Thursday, June 07, 2007

The Tide Is High, But I'm Moving On

Slate has one of their News Graph videos up profiling a Larry King interview with the newly freed Jack Kevorkian. It's short and somewhat interesting: they have doctors responding to his comments and they've grouped the results by averred religion (Catholic/Protestant/Jew). The first notable thing is that the Jews are with him immediately, but pretty much as soon as he opens his mouth their support drops off. Then it drops way off when he makes sweeping claims about how all doctors except him have sold off their principles to the government in order to practice (strange how people don't like it when you debase them and everything they stand for), and he loses everybody with the inevitable comparison of self to Rosa Parks (Sarah Vowell and Aaron Sorkin have dealt with that particular bit of self-aggrandizement pretty well).

Kevorkian's touchstone, euthanasia--like stem cell research and other so-called Culture of Life topics--is an issue that doesn't really make sense outside of the broad context of humanity. There aren't any parseable arguments against it on the human level that I've ever heard; instead it's a slippery-slope-based uneasiness that this is the first step on the way to a universe where Michael York hunts you down like a dog after you turn 30. If what we as a whole are really discussing is our future as a species, the debate makes rather more sense. One person being afraid that if we allow euthanasia that ones children will force one into assisted suicide because one has become old and useless probably doesn't constitute a legitimate fear. A population with a collective unconscious fear, on the other hand, that a new offshoot of humanity will emerge that has little to no use for the old one and that this in turn will redefine the value of the life of the old species and the reasonable basis for its euthanasia--it's much farther into the realm of speculative fiction, but it's a much more sensical argument to parse.

If this blog were famous for, you know, anything at all, it might be because it previously lumped together George W. Bush and the Unibomber as members of a collective effort to make our species think about the future it's rushing headlong into. Ted Kaczynski, as you will recall from earlier in this blog, was fucking insane, and the "Culture" of "Life", seeing as how it selectively doesn't include poverty, access to health care, starting wars, or capital punishment, just isn't a useful frame for understanding the arguments it supposedly makes. If, on the other hand, we are all talking about the future of the species and the future of a species that might supplant it, I might be interested in what they have to say.


Mita said...

The question is ... how can one be "moving on" AND be determined to be this guy's "number one" at the same time? Conflict of interests, no?

And while I think that the argument against euthanasia is an anthropocentric one ... it is also, oddly, one that reflects our greater respect for animals than for ourselves. We have NO problem putting our pets to sleep--allowing them to die without further suffering and with some dignity. But when it comes to other humans, the discourse shifts.
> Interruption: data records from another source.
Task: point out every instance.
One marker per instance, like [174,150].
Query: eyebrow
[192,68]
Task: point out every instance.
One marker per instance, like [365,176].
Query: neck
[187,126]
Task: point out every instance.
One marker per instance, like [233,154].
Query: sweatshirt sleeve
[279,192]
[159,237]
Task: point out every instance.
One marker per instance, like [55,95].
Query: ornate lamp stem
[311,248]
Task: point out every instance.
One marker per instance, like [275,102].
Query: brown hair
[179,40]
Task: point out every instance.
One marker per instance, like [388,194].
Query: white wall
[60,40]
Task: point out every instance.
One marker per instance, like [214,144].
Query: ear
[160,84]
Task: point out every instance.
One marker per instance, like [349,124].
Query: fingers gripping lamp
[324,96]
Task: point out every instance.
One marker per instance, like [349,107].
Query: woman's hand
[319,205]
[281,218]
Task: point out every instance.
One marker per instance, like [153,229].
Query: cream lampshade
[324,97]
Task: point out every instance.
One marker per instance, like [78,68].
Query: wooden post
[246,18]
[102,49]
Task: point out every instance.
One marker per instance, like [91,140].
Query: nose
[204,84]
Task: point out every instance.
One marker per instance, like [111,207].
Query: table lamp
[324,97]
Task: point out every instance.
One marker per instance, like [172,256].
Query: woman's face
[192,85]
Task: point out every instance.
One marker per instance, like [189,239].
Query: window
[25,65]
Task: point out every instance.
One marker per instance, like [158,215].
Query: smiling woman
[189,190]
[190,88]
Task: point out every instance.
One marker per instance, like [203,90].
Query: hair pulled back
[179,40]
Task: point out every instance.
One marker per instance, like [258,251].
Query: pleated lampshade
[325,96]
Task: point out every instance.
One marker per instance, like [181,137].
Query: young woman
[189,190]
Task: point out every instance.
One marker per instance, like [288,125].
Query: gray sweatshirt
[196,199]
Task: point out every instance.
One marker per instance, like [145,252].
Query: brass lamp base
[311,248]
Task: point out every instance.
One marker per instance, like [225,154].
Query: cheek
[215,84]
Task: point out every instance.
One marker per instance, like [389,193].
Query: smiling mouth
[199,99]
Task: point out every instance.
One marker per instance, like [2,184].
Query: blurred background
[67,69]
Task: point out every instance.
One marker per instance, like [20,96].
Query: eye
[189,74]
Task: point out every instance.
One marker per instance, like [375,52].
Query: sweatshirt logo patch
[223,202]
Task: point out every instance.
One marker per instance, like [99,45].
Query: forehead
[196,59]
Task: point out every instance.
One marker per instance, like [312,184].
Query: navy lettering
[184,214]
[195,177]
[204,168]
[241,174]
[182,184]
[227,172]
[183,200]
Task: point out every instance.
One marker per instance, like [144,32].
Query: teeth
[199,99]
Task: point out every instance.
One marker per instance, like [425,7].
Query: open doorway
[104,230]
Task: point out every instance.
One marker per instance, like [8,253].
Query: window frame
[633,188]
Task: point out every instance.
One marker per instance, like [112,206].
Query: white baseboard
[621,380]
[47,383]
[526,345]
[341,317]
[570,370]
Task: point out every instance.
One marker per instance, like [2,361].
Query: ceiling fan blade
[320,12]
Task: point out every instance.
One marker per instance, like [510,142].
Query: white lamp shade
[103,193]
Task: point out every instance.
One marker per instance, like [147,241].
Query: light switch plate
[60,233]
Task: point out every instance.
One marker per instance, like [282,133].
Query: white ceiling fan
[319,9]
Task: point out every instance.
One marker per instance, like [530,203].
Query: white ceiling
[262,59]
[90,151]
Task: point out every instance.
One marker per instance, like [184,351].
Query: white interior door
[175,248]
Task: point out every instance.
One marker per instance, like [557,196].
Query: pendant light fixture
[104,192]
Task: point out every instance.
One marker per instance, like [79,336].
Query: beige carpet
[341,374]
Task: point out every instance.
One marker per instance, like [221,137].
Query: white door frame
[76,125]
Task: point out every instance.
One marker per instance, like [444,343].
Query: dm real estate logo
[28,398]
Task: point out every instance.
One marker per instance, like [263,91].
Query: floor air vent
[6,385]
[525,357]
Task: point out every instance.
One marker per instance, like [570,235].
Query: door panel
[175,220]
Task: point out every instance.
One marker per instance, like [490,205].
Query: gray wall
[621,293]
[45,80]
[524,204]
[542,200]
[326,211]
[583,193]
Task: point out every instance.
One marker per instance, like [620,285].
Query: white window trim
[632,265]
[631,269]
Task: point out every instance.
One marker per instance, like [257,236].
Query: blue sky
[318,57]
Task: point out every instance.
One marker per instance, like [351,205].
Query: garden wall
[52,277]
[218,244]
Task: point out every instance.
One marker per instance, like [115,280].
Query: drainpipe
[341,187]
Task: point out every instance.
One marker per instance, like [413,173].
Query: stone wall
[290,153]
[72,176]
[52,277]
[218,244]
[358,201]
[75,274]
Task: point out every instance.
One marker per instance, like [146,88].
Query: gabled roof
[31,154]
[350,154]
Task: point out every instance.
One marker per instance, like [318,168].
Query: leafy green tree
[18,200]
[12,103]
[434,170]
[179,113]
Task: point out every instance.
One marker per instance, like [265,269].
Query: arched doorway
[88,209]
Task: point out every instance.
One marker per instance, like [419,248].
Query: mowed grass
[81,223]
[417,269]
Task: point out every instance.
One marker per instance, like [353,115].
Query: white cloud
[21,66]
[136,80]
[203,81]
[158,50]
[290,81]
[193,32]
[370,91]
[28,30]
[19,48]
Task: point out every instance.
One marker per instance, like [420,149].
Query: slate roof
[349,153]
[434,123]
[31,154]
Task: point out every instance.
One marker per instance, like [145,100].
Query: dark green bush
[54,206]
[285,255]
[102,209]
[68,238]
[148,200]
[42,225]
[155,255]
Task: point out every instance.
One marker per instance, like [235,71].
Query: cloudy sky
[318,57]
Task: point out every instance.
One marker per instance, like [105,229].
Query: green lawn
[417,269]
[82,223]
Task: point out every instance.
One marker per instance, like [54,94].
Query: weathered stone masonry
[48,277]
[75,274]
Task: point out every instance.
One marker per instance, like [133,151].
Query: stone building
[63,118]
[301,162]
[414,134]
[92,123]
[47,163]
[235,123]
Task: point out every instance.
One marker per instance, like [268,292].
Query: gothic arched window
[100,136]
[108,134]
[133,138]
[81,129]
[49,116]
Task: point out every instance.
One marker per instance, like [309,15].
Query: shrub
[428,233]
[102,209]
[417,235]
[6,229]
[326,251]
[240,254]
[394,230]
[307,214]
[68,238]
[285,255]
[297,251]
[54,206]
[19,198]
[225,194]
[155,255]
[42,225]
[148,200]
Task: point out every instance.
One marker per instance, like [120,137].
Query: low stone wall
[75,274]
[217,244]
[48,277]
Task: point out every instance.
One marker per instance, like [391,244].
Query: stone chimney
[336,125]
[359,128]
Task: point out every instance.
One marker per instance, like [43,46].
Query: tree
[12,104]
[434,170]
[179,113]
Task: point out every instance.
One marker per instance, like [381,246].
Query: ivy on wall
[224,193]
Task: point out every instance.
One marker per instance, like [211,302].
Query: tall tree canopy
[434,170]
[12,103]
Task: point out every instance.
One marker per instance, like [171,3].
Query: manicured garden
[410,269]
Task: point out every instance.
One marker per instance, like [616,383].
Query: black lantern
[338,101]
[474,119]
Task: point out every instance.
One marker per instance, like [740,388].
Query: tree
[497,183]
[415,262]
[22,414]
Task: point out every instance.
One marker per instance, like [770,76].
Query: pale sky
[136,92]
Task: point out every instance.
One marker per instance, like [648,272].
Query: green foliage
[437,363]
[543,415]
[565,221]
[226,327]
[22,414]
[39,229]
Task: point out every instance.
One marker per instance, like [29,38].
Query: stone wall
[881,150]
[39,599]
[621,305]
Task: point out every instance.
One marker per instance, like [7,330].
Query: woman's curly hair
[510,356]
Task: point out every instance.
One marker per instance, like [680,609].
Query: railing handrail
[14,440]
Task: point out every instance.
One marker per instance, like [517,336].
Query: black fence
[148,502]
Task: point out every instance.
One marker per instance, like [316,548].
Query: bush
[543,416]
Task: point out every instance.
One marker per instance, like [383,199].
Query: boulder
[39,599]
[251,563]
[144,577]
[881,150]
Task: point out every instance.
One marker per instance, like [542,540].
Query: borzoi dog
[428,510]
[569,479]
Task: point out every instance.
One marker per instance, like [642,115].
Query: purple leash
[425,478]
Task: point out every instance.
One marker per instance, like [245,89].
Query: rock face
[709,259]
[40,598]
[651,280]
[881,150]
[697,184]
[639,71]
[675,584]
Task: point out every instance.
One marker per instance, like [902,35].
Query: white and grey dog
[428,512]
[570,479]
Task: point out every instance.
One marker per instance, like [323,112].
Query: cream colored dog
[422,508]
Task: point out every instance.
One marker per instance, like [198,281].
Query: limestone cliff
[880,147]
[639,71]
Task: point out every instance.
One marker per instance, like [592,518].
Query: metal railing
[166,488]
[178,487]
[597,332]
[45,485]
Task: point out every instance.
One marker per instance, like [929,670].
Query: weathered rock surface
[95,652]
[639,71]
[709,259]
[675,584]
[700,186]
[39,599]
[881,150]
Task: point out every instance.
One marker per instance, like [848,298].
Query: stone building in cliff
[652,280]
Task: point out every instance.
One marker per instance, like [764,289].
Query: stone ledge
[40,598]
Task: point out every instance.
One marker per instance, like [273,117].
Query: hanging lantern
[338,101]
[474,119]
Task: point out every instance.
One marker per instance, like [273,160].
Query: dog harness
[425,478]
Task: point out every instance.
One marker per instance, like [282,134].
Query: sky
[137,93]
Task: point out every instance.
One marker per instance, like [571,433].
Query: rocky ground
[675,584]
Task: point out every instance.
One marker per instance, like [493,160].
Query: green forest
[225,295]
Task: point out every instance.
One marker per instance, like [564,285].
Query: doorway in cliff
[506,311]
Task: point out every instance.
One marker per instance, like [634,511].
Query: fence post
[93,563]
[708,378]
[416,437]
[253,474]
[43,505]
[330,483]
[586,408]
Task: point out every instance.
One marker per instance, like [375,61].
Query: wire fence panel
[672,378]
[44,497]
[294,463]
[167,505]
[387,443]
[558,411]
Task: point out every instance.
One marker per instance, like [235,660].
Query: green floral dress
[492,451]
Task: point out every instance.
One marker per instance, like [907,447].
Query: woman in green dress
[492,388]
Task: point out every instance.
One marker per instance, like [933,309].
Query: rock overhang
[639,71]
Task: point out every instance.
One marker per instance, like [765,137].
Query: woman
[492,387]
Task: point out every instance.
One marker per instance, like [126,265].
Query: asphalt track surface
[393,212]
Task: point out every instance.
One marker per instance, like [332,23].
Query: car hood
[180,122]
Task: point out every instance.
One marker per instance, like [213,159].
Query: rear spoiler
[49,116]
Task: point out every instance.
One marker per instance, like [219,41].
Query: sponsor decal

The act becomes equated with murder rather than consideration for those who are suffering.

Also, that graph was fucked up.

Transient Gadfly said...

I have since learned that while the tide is high, she is in fact "holding on", rather than moving on. So now it totally makes sense.

I think the thing about domesticated animals is that we control them (or at least from our point of view we do)--we determine how and when they reproduce and with whom they do it. The visceral scary thing that kicks in for our own species doesn't apply because we exert control already (or, again, we think we do. But that's another question entirely).

Dude, that graph WAS fucked up.

fronesis said...

What do you mean 'holding on'??!!! It has to be 'moving on', or my universe shifts in a way that I cannot graspe!

Besides, it makes perfect sense. She's 'moving on', and as she does so he'll come to understand that she is/was her 'number one'. He won't appreciate her until she's gone, but by then it will be too late.

Lilita said...

Last semester one of my earnest students wrote that whatever issue he was covering (who could remember now?) was very controversial, much like the death penalty, youth in Asia, and abortion. It took me much longer than it should have to figure out what the heck he was talking about.